Post by admin » Sat Mar 14, 2020 7:24 am

The science behind TENS and pain is pretty well established (probably).

Not too much research on TENS helping spasticity. As usual, zero for our disease.

Try these:


The Effects of Exercise with TENS on Spasticity, Balance, and Gait in Patients with Chronic Stroke: A Randomized Controlled Trial




You can download the PDF file here


This one used a frequency of 100 Hz and a pulse width 200 μs




Conclusions

Given the findings of this study, we can logically assume that exercise therapy with TENS improves spasticity, balance, and gait in chronic stroke patients and could be actively used in clinic settings as an adjunct to conventional physical therapy.

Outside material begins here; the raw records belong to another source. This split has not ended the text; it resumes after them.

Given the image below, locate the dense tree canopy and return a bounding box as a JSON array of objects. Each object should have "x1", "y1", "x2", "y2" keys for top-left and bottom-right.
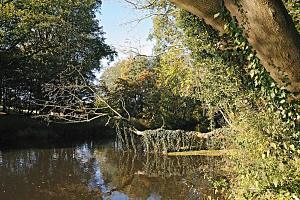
[{"x1": 0, "y1": 0, "x2": 114, "y2": 112}]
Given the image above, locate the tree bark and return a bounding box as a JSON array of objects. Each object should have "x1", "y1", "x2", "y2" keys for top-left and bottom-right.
[{"x1": 170, "y1": 0, "x2": 300, "y2": 94}]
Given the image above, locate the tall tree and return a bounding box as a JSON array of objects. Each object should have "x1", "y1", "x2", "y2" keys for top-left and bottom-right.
[
  {"x1": 170, "y1": 0, "x2": 300, "y2": 93},
  {"x1": 0, "y1": 0, "x2": 114, "y2": 112}
]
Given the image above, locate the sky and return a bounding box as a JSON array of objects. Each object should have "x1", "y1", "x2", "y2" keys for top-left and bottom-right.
[{"x1": 97, "y1": 0, "x2": 153, "y2": 60}]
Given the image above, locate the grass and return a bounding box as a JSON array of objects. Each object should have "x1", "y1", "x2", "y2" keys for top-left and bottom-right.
[{"x1": 166, "y1": 150, "x2": 234, "y2": 157}]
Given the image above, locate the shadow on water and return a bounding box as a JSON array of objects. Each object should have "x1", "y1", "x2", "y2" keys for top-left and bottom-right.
[{"x1": 0, "y1": 141, "x2": 225, "y2": 200}]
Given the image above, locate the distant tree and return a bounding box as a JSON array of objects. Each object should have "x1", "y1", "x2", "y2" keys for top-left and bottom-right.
[{"x1": 0, "y1": 0, "x2": 115, "y2": 113}]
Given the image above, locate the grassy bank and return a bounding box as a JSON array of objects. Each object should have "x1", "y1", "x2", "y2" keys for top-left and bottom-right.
[{"x1": 0, "y1": 115, "x2": 113, "y2": 146}]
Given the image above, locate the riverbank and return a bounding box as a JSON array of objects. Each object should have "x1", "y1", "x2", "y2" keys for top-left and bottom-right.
[{"x1": 0, "y1": 115, "x2": 114, "y2": 147}]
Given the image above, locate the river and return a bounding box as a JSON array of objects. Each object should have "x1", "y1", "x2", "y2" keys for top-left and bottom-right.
[{"x1": 0, "y1": 141, "x2": 224, "y2": 200}]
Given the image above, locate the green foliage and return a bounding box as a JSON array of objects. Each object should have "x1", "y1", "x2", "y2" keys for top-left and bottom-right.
[
  {"x1": 0, "y1": 0, "x2": 114, "y2": 112},
  {"x1": 148, "y1": 1, "x2": 300, "y2": 199},
  {"x1": 101, "y1": 54, "x2": 205, "y2": 129}
]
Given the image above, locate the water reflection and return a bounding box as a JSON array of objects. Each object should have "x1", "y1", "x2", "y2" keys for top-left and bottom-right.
[{"x1": 0, "y1": 142, "x2": 225, "y2": 200}]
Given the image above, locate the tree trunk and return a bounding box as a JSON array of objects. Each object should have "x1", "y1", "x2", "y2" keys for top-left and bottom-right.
[{"x1": 170, "y1": 0, "x2": 300, "y2": 93}]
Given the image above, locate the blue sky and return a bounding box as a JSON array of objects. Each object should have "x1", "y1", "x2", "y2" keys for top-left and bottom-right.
[{"x1": 97, "y1": 0, "x2": 153, "y2": 59}]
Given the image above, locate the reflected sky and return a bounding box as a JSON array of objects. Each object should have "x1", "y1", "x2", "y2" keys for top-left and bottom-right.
[{"x1": 0, "y1": 142, "x2": 225, "y2": 200}]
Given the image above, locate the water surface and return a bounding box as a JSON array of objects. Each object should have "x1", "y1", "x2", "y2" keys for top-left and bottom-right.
[{"x1": 0, "y1": 142, "x2": 220, "y2": 200}]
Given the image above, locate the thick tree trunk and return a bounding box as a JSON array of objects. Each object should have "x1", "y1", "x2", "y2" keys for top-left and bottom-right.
[{"x1": 170, "y1": 0, "x2": 300, "y2": 93}]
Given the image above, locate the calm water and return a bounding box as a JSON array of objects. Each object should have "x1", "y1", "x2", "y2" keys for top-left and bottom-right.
[{"x1": 0, "y1": 142, "x2": 224, "y2": 200}]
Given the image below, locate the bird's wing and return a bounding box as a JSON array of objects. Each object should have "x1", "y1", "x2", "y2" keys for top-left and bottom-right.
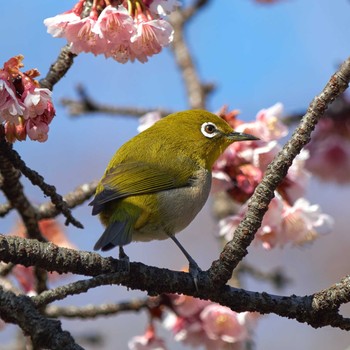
[{"x1": 90, "y1": 162, "x2": 192, "y2": 215}]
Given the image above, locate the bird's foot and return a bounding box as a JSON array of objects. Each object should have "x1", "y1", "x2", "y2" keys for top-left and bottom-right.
[
  {"x1": 118, "y1": 246, "x2": 130, "y2": 273},
  {"x1": 188, "y1": 259, "x2": 202, "y2": 292}
]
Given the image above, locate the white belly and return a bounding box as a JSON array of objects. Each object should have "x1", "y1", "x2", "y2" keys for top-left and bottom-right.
[{"x1": 133, "y1": 169, "x2": 211, "y2": 241}]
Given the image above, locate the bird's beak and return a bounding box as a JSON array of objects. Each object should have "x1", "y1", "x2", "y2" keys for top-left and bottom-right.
[{"x1": 228, "y1": 131, "x2": 260, "y2": 141}]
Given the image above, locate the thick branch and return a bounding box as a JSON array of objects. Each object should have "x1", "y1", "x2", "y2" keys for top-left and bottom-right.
[
  {"x1": 0, "y1": 125, "x2": 44, "y2": 240},
  {"x1": 0, "y1": 236, "x2": 350, "y2": 330},
  {"x1": 209, "y1": 58, "x2": 350, "y2": 285},
  {"x1": 40, "y1": 45, "x2": 77, "y2": 91},
  {"x1": 45, "y1": 298, "x2": 148, "y2": 319},
  {"x1": 0, "y1": 287, "x2": 82, "y2": 350}
]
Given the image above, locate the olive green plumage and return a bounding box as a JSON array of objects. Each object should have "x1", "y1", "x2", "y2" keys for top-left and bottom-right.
[{"x1": 90, "y1": 110, "x2": 256, "y2": 250}]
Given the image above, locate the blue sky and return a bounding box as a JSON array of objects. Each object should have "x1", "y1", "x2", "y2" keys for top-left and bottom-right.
[{"x1": 0, "y1": 0, "x2": 350, "y2": 349}]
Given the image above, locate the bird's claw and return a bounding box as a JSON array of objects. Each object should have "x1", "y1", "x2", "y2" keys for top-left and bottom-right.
[
  {"x1": 118, "y1": 247, "x2": 130, "y2": 273},
  {"x1": 188, "y1": 260, "x2": 202, "y2": 292}
]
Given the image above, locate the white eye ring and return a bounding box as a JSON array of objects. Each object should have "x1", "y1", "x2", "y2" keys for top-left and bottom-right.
[{"x1": 201, "y1": 122, "x2": 218, "y2": 139}]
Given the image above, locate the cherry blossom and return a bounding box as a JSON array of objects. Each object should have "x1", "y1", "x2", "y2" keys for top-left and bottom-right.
[
  {"x1": 219, "y1": 192, "x2": 334, "y2": 250},
  {"x1": 163, "y1": 295, "x2": 255, "y2": 350},
  {"x1": 10, "y1": 219, "x2": 75, "y2": 295},
  {"x1": 128, "y1": 325, "x2": 166, "y2": 350},
  {"x1": 306, "y1": 117, "x2": 350, "y2": 184},
  {"x1": 44, "y1": 0, "x2": 178, "y2": 63},
  {"x1": 0, "y1": 56, "x2": 55, "y2": 142}
]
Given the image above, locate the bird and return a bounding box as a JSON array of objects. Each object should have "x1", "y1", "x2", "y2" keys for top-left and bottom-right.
[{"x1": 90, "y1": 110, "x2": 258, "y2": 282}]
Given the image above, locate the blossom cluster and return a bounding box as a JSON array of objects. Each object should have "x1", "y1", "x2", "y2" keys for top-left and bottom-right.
[
  {"x1": 11, "y1": 219, "x2": 75, "y2": 295},
  {"x1": 44, "y1": 0, "x2": 179, "y2": 63},
  {"x1": 129, "y1": 294, "x2": 257, "y2": 350},
  {"x1": 0, "y1": 56, "x2": 55, "y2": 142},
  {"x1": 213, "y1": 103, "x2": 333, "y2": 249}
]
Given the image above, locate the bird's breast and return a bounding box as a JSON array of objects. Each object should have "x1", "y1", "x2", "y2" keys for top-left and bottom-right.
[{"x1": 158, "y1": 168, "x2": 211, "y2": 234}]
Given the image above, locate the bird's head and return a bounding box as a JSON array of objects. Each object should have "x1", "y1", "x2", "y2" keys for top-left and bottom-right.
[{"x1": 152, "y1": 110, "x2": 258, "y2": 169}]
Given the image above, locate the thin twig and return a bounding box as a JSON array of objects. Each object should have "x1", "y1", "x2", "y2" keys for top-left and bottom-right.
[
  {"x1": 0, "y1": 287, "x2": 82, "y2": 350},
  {"x1": 0, "y1": 235, "x2": 350, "y2": 330},
  {"x1": 45, "y1": 298, "x2": 148, "y2": 319},
  {"x1": 61, "y1": 85, "x2": 172, "y2": 118},
  {"x1": 1, "y1": 140, "x2": 83, "y2": 228},
  {"x1": 170, "y1": 6, "x2": 214, "y2": 109},
  {"x1": 209, "y1": 57, "x2": 350, "y2": 285},
  {"x1": 37, "y1": 180, "x2": 98, "y2": 220}
]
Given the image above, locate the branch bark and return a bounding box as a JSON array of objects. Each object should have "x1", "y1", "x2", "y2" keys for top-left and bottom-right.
[
  {"x1": 209, "y1": 57, "x2": 350, "y2": 285},
  {"x1": 0, "y1": 236, "x2": 350, "y2": 330}
]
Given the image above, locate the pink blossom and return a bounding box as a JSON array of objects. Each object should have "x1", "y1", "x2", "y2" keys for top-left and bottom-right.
[
  {"x1": 0, "y1": 79, "x2": 25, "y2": 124},
  {"x1": 283, "y1": 198, "x2": 334, "y2": 244},
  {"x1": 137, "y1": 111, "x2": 162, "y2": 132},
  {"x1": 93, "y1": 6, "x2": 136, "y2": 45},
  {"x1": 44, "y1": 0, "x2": 178, "y2": 63},
  {"x1": 130, "y1": 19, "x2": 174, "y2": 62},
  {"x1": 306, "y1": 118, "x2": 350, "y2": 184},
  {"x1": 277, "y1": 150, "x2": 310, "y2": 205},
  {"x1": 236, "y1": 103, "x2": 288, "y2": 142},
  {"x1": 219, "y1": 192, "x2": 333, "y2": 249},
  {"x1": 23, "y1": 88, "x2": 53, "y2": 123},
  {"x1": 149, "y1": 0, "x2": 181, "y2": 16},
  {"x1": 65, "y1": 16, "x2": 107, "y2": 55},
  {"x1": 128, "y1": 326, "x2": 166, "y2": 350},
  {"x1": 25, "y1": 116, "x2": 49, "y2": 142},
  {"x1": 0, "y1": 56, "x2": 55, "y2": 142},
  {"x1": 200, "y1": 304, "x2": 248, "y2": 343},
  {"x1": 163, "y1": 295, "x2": 255, "y2": 350},
  {"x1": 44, "y1": 11, "x2": 81, "y2": 38},
  {"x1": 11, "y1": 219, "x2": 75, "y2": 294},
  {"x1": 4, "y1": 118, "x2": 27, "y2": 142}
]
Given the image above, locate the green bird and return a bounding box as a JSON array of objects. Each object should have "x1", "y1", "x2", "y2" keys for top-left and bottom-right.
[{"x1": 90, "y1": 110, "x2": 258, "y2": 275}]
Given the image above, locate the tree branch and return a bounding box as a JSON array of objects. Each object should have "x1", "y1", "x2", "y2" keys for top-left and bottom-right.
[
  {"x1": 209, "y1": 57, "x2": 350, "y2": 285},
  {"x1": 45, "y1": 298, "x2": 148, "y2": 319},
  {"x1": 61, "y1": 85, "x2": 172, "y2": 117},
  {"x1": 0, "y1": 286, "x2": 82, "y2": 350},
  {"x1": 0, "y1": 129, "x2": 83, "y2": 228},
  {"x1": 0, "y1": 236, "x2": 350, "y2": 330},
  {"x1": 39, "y1": 44, "x2": 77, "y2": 91},
  {"x1": 37, "y1": 180, "x2": 98, "y2": 220}
]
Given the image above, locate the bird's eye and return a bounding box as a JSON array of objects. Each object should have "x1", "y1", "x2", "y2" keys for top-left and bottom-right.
[{"x1": 201, "y1": 122, "x2": 218, "y2": 138}]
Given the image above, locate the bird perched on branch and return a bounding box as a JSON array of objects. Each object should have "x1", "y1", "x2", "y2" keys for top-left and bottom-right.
[{"x1": 90, "y1": 110, "x2": 258, "y2": 284}]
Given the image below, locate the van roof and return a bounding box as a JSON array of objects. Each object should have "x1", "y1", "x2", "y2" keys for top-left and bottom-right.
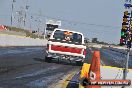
[{"x1": 54, "y1": 28, "x2": 83, "y2": 35}]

Effect of Transcutaneous Electrical Nerve Stimulation on Spasticity in Adults With Stroke: A Systematic Review and Meta-analysis




Conclusion.
There is strong evidence that TENS as an adjunct is effective in reducing lower limb spasticity when applied for more than 30 minutes over nerve or muscle belly in chronic stroke survivors


The effects of exercise with TENS on spasticity, balance, and gait in patients with chronic stroke: a randomized controlled trial.






Conclusion.
A combination of therapeutic exercise and TENS may reduce spasticity and improve balance, gait, and functional activity in chronic stroke patients.
And here is a study on applying TENS to the
sural nerve
, right where I apply the electrodes to stimulate my calf muscles.

Image


Effects of transcutaneous electrical nerve stimulation (TENS) on spasticity in patients with hemiplegia.

The results of the study support the hypothesis that TENS applied to the sural nerve may induce short-term post-stimulation inhibitory effects on the abnormally enhanced stretch reflex activity in spasticity of cerebral origin.

Relief of hemiparetic spasticity by TENS is associated with improvement in reflex and voluntary motor functions.


Our results thus indicated that repeated applications of TENS can reduce clinical spasticity and improve control of reflex and motor functions in hemiparetic subjects. Furthermore, the underlying mechanisms may be due partly to an enhancement in presynaptic inhibition of the spastic plantarflexor, and partly to a possible "disinhibition" of descending voluntary commands to the paretic dorsiflexor motoneurons.

A single trial of transcutaneous electrical nerve stimulation (TENS) improves spasticity and balance in patients with chronic stroke.





The TENS group showed a significantly greater reduction in spasticity of the gastrocnemius, compared to the placebo-TENS group (p < 0.05). TENS resulted in greater balance ability improvements, especially during the eyes closed condition (p < 0.05). However, these effects returned to baseline values within one day. This study shows that TENS provides an immediately effective means of reducing spasticity and of improving balance in chronic stroke patients
Final one (for now).


Transcutaneous electrical nerve stimulation improves walking capacity and reduces spasticity in stroke survivors: a systematic review and meta-analysis.




What more do you want? Safe, drug-free, works.